Andrzej Gołota, który miał w poniedziałek oficjalny trening, powiedział dziennikarzom, że stoi przed ostatnią szansą wywalczenia tytułu mistrza świata w boksie zawodowym.
Sobotnia walka w United Center w Chicago ma być też dla polskiego pięściarza okazją do zmiany wizerunku i wymazania z pamięci kibiców oraz fachowców obrazu boksera bijącego ciosy poniżej pasa lub gryzącego przeciwnika po barkach. Wszystkiego tego ma dokonać Gołota (38 walk; 5 przegranych, jeden remis, 31 KO) z Amerykaninem Lamonem Brewsterem (31-2, 27 KO) w pojedynku o tytuł mistrza świata wagi ciężkiej w wersji WBO - World Boxing Organization.
"To odpowiedni czas, by to zrobić" - powiedział Andrzej Gołota. Jeśli tym razem nie zdobędzie tytułu, powiedział że nie będzie następnej walki. Polski bokser składał już w przeszłości podobne deklaracje. Miał też trzyletnia przerwę, zanim powrócił na ring w 2003 r. Jednak tym razem jego słowa trzeba traktować poważnie, choć - jak wyznał przy innej okazji - o niczym tak nie marzy jak o pojedynku z byłym mistrzem świata WBA Johnem Ruizem, jeśli pokona Brewstera.
37-letni Gołota (193 cm wzrostu i 108 kg wagi) wspominał o tym znowu po poniedziałkowym treningu.
"Walka z Ruizem byłaby najlepszym pojedynkiem bokserskim świata" - powiedział Gołota.

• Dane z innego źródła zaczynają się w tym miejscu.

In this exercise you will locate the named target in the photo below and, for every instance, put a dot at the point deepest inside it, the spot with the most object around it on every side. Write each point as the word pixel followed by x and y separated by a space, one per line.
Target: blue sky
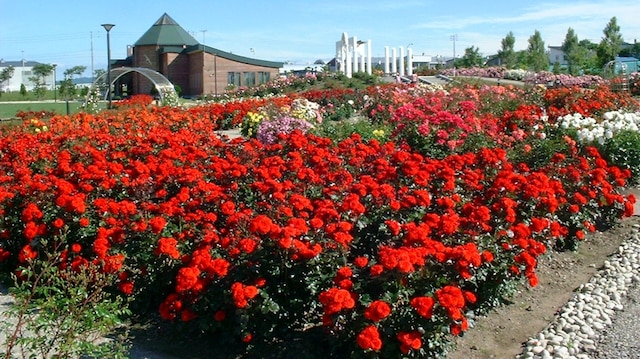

Ruiz zachował tytuł mistrza WBA po dyskusyjnym werdykcie sędziów po walce z Polakiem w listopadzie ubiegłego roku. Siedem miesięcy wcześniej Gołota walczył z Chrisem Byrdem, o mistrzostwo świata organizacji IBF, bez powodzenia. Wciąż jednak nie może zapomnieć o Ruizie. "Wciąż nie mogę uwierzyć, że przegrałem tę walkę. Wciąż nie mogę tego rozgryźć" - powtarza. Teraz Gołota uważa, że musi znokautować przeciwnika w sobotniej walce. "Biorąc pod uwagę moje dotychczasowe doświadczenia, to będzie łatwiejszy sposób wygrania pojedynku" - powiedział śmiejąc się.
Gołota wyjdzie na ring w Chicago, w drugim co do liczby Polaków mieście. Tu Polacy kochają go, ale też nienawidzili go przez lata. Trener Gołoty, Sam Colonna, powiedział że w Chicago bardziej go teraz kochają niż nienawidzą.
Na niechęć kibiców chicagowskich "zarobił" Gołota gryząc po barkach Samsona Po'uhę, podczas ich walki w 1995 r. i za dwie dyskwalifikacje w obu walkach z Riddickiem Bowe, w 1996 r. Poza tym, to Gołota był lepszy w obu walkach z Bowe. Po pierwszej dyskwalifikacji kibice w nowojorskiej Madison Square Garden wtargnęli na ring i wszystko zakończyło się ogólną bijatyką. Potem Polak przegrał przez nokaut (w pierwszej rundzie) w walce o tytuł mistrza świata WBC z Brytyjczykiem Lennoksem Lewisem.
Po treningu w United Center, zmęczonemu Andrzejowi towarzyszyła żona, Mariola. "Mąż długo czeka na ten mistrzowski pas i trenował ciężko, by go zdobyć. Nie znam zbyt wielu bokserów, ale nie sadzę, by ktoś wkładał więcej serca w ten zawód i tyle wysiłku na treningach" - powiedziała Mariola Gołota.
"Polacy wspierają go teraz bardziej niż kiedykolwiek. Dostaję wiele telefonów... Uczę się polskiego" - powiedział trener Colonna, szkoleniowiec Polaka na początku jego profesjonalnej kariery i znowu od 2003 r. "Próbowaliśmy poprawiać te elementy, które nie były moją mocną stroną w przeszłości. Brak koncentracji, na przykład" - powiedział Gołota.